I had also been concerned that the book would choose sides, slanting the story whichever way painted the author’s favorite in a more positive light. That fear was also quickly laid to rest. There is a slight indication that Considine favors Davis (the upper crust, theater trained, legitimate “actress”) over Crawford (who came from nothing, had more beauty than acting talent, and was more of a “star” than an actress), but such favoritism is kept to a bare minimum. The author is aware that he must produce as accurate a picture as possible of both actresses, and not pull any punches. He accomplishes his task of impartiality by sharing some rather unpleasant tales of both. Neither comes across well at all, which–if we’re honest–is exactly what we want as readers of books like this. We want dirt. We want diva bitches. And dirty, diva bitches is exactly what you get here.

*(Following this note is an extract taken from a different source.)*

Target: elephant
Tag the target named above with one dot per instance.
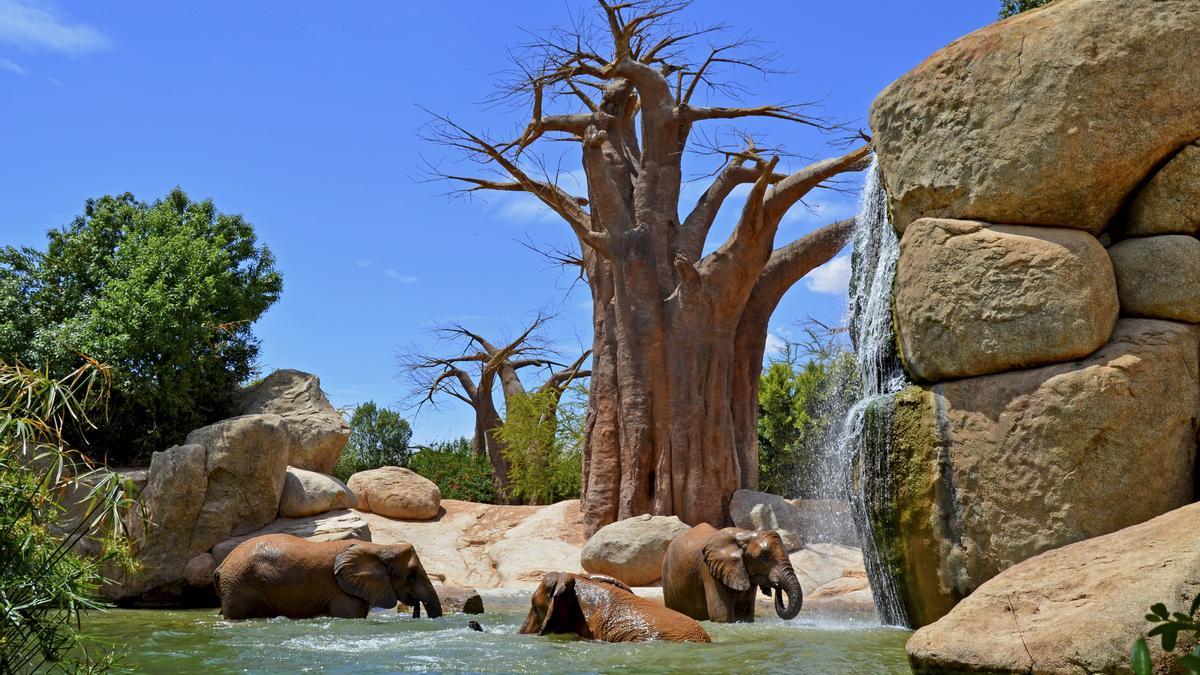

Younger readers may be unaware that these women–arguably the top two female stars of their time–hated eachother with a burning passion. It was fairly common knowledge in Hollywood at the time, however. The growing enmity between them is well-documented with an extensive bibliography and sources including close friends and industry insiders, and goes well beyond the scathing tell-alls their respective daughters wrote about them.
I won’t give too many details, but the book is full of man-stealing, affairs, divorce, substance abuse, professional sabotage, catty interviews with the press, and even the potential complete shut down of a film on which they were scheduled to work together. The reader sees their relationship deteriorate from mild annoyance (as they both start out in the industry), to dislike (as Joan leaves MGM for Bette’s studio, Warner Brothers, and begins competing for attention there), to full on cat-fighting glory (the “Whatever Happened to Baby Jane” and “Hush, Hush, Sweet Charlotte” years). The reader will be left unable to choose sides, which is the mark of a great compare and contrast biographical work.
You may walk away from this book still respecting both of these legends as actresses, and you may even doubt the veracity of some of the information (especially if it is provided by daughters Christina Crawford and BD Hyman). However, you will also have some insight into a darker side of the old Hollywood system and how ruthless those at the top had to be to get to where they were. So head over to the bookstore or Amazon (where used copies I think are selling for a penny) and pick up a copy. Delicious, gossipy trash awaits.